SealedIP is a trustless sealed-bid auction protocol for licensing IP registered on Story Protocol. It is two-sided sealed: bidders encrypt their bid amounts AND the seller encrypts the reserve price. Neither side sees the other's number until settlement. Powered by CDR (Confidential Data Rails), Story's threshold-decryption network operated by piplabs.
Why two-sided sealing?
The bidder side
Open auctions on-chain leak. Anyone can read the mempool and snipe at the last block. Anyone running a node can sequence bids in their favor. Even with private mempools, the operator sees everything.
SealedIP fixes this with CDR threshold cryptography:
bids are encrypted under a key that no single party — not us, not the
validators, not the seller — can decrypt alone. They reveal in lockstep only
after the deadline AND after someone calls trigger().
The reserve side
A visible reserve floor changes strategy. Bidders anchor on it and shade their bids just above. Sellers who want true price discovery need the floor hidden as much as the bids.
SealedIP gives the seller a separate CDR vault for the reserve. The seller
signs the same BidPayload digest structure (with their own address as
signer), encrypts it, and submits it via submitEncryptedReserve.

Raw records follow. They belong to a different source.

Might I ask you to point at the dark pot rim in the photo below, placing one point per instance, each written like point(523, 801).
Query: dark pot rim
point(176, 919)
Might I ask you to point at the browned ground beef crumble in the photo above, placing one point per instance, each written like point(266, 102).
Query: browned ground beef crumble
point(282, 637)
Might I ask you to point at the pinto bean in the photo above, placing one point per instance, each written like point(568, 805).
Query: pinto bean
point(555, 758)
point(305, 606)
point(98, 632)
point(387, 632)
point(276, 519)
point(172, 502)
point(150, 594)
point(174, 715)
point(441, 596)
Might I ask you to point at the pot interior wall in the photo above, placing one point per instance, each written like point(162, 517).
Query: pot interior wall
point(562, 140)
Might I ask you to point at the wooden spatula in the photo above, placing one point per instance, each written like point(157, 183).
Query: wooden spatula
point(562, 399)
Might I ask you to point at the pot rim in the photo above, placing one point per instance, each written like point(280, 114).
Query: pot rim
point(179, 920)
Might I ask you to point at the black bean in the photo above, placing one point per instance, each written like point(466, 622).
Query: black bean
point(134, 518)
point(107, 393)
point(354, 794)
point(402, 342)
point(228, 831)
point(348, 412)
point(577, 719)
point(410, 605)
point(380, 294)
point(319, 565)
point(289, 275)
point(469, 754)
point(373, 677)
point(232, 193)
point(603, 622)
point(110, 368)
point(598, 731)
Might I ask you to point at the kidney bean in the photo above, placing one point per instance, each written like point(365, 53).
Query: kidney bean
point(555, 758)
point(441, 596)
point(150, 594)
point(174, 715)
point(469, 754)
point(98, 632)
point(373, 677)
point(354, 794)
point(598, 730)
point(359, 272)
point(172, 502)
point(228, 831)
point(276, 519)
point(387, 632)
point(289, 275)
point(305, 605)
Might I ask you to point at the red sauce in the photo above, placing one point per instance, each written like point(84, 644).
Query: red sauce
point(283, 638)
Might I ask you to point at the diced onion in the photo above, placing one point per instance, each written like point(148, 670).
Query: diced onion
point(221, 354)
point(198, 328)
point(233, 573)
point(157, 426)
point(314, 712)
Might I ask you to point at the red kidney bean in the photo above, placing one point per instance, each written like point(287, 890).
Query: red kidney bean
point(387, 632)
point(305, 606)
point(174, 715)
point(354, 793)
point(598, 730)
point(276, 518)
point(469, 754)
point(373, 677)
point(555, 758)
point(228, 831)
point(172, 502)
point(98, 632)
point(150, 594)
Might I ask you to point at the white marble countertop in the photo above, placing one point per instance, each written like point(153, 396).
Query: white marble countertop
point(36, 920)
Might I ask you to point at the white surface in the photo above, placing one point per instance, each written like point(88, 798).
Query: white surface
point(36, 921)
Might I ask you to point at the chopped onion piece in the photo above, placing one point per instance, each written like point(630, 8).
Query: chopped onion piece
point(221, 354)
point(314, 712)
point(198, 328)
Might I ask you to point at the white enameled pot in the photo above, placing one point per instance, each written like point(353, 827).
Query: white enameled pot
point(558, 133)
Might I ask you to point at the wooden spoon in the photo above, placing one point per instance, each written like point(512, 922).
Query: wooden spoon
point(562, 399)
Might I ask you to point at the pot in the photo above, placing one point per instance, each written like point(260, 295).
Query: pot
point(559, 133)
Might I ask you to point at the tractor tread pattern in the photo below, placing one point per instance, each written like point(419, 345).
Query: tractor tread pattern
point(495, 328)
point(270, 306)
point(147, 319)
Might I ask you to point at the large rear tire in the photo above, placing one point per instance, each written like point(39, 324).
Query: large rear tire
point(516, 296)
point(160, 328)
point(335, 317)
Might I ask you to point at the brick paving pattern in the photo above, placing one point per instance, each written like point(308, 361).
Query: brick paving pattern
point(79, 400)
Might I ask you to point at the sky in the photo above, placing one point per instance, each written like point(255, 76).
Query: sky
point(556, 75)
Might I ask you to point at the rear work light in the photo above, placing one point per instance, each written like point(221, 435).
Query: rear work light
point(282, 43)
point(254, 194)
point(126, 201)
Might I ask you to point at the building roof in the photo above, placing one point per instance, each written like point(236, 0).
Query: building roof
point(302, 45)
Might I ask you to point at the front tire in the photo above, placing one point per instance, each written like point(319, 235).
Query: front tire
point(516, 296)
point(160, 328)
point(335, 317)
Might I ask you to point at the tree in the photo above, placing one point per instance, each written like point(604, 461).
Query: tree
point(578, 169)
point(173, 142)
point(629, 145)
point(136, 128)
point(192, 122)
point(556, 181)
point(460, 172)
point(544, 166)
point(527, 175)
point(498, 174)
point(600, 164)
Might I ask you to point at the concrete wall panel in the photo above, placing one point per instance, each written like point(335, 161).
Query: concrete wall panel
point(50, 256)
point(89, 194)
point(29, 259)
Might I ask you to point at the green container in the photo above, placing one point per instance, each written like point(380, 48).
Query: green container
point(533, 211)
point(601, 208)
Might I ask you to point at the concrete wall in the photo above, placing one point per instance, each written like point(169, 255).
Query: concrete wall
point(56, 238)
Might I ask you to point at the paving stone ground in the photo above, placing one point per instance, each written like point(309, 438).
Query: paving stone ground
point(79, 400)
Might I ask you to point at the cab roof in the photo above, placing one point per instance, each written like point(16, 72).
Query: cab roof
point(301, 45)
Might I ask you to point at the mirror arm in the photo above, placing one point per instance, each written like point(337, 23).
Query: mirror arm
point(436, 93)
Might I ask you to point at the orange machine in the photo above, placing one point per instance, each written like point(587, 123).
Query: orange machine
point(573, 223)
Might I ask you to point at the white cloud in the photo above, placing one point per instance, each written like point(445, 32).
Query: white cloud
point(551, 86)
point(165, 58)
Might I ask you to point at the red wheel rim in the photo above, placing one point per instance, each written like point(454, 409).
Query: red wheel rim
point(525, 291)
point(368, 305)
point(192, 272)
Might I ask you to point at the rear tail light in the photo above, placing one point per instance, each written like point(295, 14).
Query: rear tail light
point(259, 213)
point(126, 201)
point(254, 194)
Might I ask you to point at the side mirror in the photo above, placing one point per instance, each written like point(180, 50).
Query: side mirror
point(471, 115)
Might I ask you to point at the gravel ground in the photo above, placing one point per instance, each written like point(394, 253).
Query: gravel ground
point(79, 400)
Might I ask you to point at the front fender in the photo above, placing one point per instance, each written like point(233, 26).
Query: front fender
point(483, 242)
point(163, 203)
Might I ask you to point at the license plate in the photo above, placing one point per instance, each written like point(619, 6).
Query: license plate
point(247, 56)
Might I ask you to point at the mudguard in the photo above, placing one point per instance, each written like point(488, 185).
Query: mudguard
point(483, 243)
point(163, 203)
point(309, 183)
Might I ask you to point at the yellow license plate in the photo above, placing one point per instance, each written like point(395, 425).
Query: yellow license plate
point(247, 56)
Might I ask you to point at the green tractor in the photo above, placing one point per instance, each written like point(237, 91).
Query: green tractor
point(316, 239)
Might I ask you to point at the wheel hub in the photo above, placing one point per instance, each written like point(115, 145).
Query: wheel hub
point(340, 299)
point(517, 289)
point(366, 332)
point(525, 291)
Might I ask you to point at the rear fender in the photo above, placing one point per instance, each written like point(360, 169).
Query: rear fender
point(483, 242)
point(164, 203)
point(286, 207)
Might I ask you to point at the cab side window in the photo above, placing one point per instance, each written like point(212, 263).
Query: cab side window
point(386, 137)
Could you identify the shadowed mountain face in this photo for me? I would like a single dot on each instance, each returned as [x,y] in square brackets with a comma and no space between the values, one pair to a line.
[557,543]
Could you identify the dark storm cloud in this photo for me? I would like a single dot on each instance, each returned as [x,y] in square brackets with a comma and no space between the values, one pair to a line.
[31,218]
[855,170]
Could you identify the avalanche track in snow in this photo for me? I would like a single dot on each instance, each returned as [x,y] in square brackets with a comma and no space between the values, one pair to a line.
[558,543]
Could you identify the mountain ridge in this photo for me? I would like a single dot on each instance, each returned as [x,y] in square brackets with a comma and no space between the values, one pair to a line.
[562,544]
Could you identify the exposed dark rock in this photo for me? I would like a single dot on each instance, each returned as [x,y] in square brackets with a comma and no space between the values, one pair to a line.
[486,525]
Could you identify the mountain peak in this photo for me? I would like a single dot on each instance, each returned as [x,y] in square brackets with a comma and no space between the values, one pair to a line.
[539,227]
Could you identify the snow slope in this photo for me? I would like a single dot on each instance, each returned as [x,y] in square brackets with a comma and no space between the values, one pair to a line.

At settle
the contract verifies the signature recovers the seller's address — forgery
reverts the entire settle with InvalidReserveReveal. If the seller never
seals a reserve, the floor defaults to 0 WIP.
Multi-step reveal condition (AuctionRevealCondition)
CDR validators won't publish decryption shares just because the clock passed.
The AuctionRevealCondition contract gates each vault on TWO conditions:
block.timestamp >= auction.deadlineSealedAuction.isTriggered(auctionId) == true
Both must be true simultaneously. This makes the trigger call the intentional "open the envelope" act, not passive clock expiry.
Atomic settlement
The winner, payment, refunds, and license mint all happen in one transaction. If any step would fail, nothing happens — there's no partial state where one bidder is paid and another isn't refunded.
Trustlessness guarantee: a malicious orchestrator can only censor (which auto-refunds everyone), never forge a winner or pay a non-winner. The contract re-verifies all signatures and deposit caps on-chain. The t-of-n CDR threshold means no single party holds the full decryption key.
What you can do
| I'm a... | Start here |
|---|---|
| Bidder looking to license IP | Quick start for bidders |
| Creator wanting to sell licenses | Quick start for sellers |
| Developer integrating SealedIP | Quick start for developers |
| Auditor or security researcher | Threat model |
| CDR validator / operator | Operators guide |
At a glance
- Network: Story Aeneid testnet (chain id
1315) - License standard: Programmable IP License (PIL)
- Currency: WIP (wrapped IP)
- Settlement: Atomic, single transaction
- Privacy: Two-sided sealed — bids AND reserve encrypted via TDH2/CDR
- Reveal gate: AuctionRevealCondition (deadline + trigger, both required)
- License: MIT
State of the project
This is the documentation for the SealedIP protocol as built for the CDR Hackathon (Story Foundation), May 27 – June 5, 2026. The deployment lives on Aeneid testnet only. Covered by a Foundry test suite; otherwise unaudited. See Audit status for the honest read on what's been verified and what hasn't.
Production launch targets and any mainnet deployment will be announced separately. Until then, treat all deployed addresses as redeployable at any time.